このような長期の地政学リスクが福祉や平和に与える影響は不明瞭ですが、より短期的な経済の歪みを予測するのはより簡単です。例えば、トランプ氏の移民や世界貿易との闘いは、米ドルとインフレに直ちに影響を及ぼすでしょう。なぜなら、移民政策は、全体として低い経済成長をもたらすだけでなく、より高い賃金と逼迫した労働市場をもたらす傾向があり、それは、ある者にとっては雇用の確保を促進しますが、他の者にとっては生産性の低下につながるためです。

欧州は、より慎重さが求められる状況です。移民政策と防衛政策は、各国政府が決定するのではなく、EUにとっての課題です。EUレベルでは、ドラギ氏が先頭に立って、よりナショナリズムな経済政策を推し進めています。近く発表される「ドラギ・レポート」では、これまでにも強調されてきたように、より大規模な軍事防衛、保護主義的な貿易政策、「移民に対する好ましくない態度」に対処する方法の確立に焦点が当てられる可能性が高いでしょう。

金融市場に関しては、フランスや、とりわけドイツの地方選レベルでの選挙結果は一時的に市場の混乱をもたらす可能性があるものの、現時点では大きな動きをもたらす要因ではありません。メローニ首相によるイタリアの右派シフトは、市場ではむしろポジティブに受け止められています。メローニ氏は中国(例えば中国の一路一帯構想からのイタリアの離脱はEUに支持されました)やロシアに対するEUの姿勢を支持しており、より現実的な右派の政治指導者です。

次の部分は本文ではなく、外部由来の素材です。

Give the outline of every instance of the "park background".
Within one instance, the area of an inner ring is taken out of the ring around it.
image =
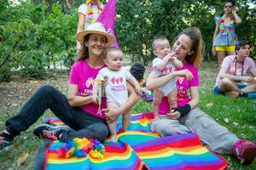
[[[67,94],[76,52],[77,11],[84,1],[0,0],[0,129],[41,85],[50,84]],[[212,55],[214,18],[223,14],[224,6],[219,0],[117,0],[116,33],[125,65],[138,61],[148,68],[155,35],[172,41],[183,28],[199,27],[205,47],[200,107],[238,137],[256,142],[256,100],[212,94],[218,70],[217,56]],[[242,20],[236,27],[238,37],[252,41],[255,60],[256,2],[236,1],[236,6]],[[142,99],[133,111],[149,111],[150,105]],[[13,150],[0,153],[0,169],[30,169],[44,142],[33,136],[32,128],[16,138]],[[228,169],[256,169],[256,161],[241,166],[233,156],[223,156]]]

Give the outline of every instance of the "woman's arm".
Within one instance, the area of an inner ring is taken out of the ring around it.
[[[68,84],[67,99],[71,107],[84,105],[93,102],[91,96],[78,96],[78,86],[74,84]]]
[[[79,25],[78,25],[77,33],[83,31],[84,26],[84,20],[85,20],[85,15],[83,14],[82,13],[79,13]]]
[[[191,109],[195,109],[199,104],[199,87],[190,87],[190,101],[189,102]]]
[[[130,82],[127,82],[127,88],[129,98],[122,106],[119,109],[107,108],[103,110],[106,111],[106,118],[108,122],[114,121],[120,114],[129,111],[139,100],[139,96],[137,94],[133,86],[131,86]]]
[[[199,104],[199,87],[198,86],[190,87],[189,91],[190,91],[190,101],[183,106],[172,109],[172,112],[167,113],[168,116],[171,119],[177,120],[182,115],[183,115],[183,116],[187,115],[188,113],[190,112],[190,110],[192,109],[195,109],[195,107],[197,107],[197,105]],[[183,113],[183,114],[181,114],[181,113]]]
[[[172,73],[169,73],[166,76],[160,76],[160,77],[156,77],[155,74],[153,71],[149,74],[149,76],[148,78],[147,88],[148,90],[153,91],[154,89],[163,86],[165,83],[173,79],[177,76],[186,76],[189,81],[193,79],[192,73],[187,69],[173,71]]]
[[[233,14],[233,15],[234,15],[234,17],[235,17],[236,24],[240,25],[240,24],[241,24],[241,18],[238,16],[238,14],[236,14],[236,11],[237,11],[237,8],[234,8],[232,9],[232,14]]]
[[[213,46],[214,44],[214,42],[215,42],[215,38],[218,33],[218,27],[219,27],[219,24],[216,24],[216,26],[215,26],[215,31],[214,31],[214,34],[213,34],[213,37],[212,37],[212,53],[213,55],[215,55],[215,53],[216,53],[216,49],[215,49],[215,47]]]

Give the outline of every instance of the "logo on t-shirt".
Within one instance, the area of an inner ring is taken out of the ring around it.
[[[177,81],[178,81],[179,84],[182,84],[184,80],[184,76],[177,76]]]
[[[119,85],[119,84],[121,84],[123,82],[123,76],[119,76],[119,77],[115,77],[115,76],[113,76],[111,78],[111,82],[113,84],[113,85]]]
[[[94,81],[95,80],[93,79],[93,77],[89,77],[85,82],[86,88],[88,88],[90,86],[93,86]]]

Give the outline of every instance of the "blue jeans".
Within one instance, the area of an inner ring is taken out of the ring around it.
[[[61,136],[61,142],[84,137],[102,141],[109,135],[105,120],[86,113],[79,107],[71,107],[64,94],[48,85],[41,87],[20,112],[6,122],[7,131],[13,136],[20,135],[20,132],[36,122],[47,109],[50,109],[72,128]]]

一方、フランスでは、ルペン氏のより内向きな政策よりも、右派と左派双方のポピュリスト的な政治家が提案する公共支出の増加に対する市場の懸念がより高まっています。ドイツでは、「ドイツのための選択肢」(AfD)は、既成政党に反対することや、親ロシアであること以外、ほとんどの分野で明確なアジェンダを持っていません(防衛面では、左派相当の「ザーラ・ヴァーゲンクネヒト同盟」(BSW)も同様ですが)。

年初時点では、ファンダメンタルズ面を踏まえ、RBCブルーベイのグローバル投資適格国債戦略等ではフランスをアンダーウェイトしていましたが、総選挙の第一回投票の後、わずかにアンダーウェイトを減らしました。右派政党からの市場への政治的影響の恐れが薄れたからです。また、極左政党が権力を握るのではないかとの懸念も後退したと判断しました。

一方で、4-6月期にはそれまで保有していたスペインのオーバーウェイトを解消しました。EU財政による政府支出の一部についてEUが同意する前に、来年の予算交渉が欧州国債のスプレッド(ドイツ国債対比での上乗せ利回り)を拡大させる可能性があるとの見方が背景にあります。EUが政府支出について同意すれば、財政統合に向けたさらなる一歩になるでしょう。

ただしこの点については、市場は当面、財政統合に向けた動きをそれほど材料視しないでしょう。というのも、EUは当面、雇用や地政学的な強さ、「取り残されない」という心理を促すための、より広範な安全保障対策という点で人々の需要に応えるために、行動するとみているためです。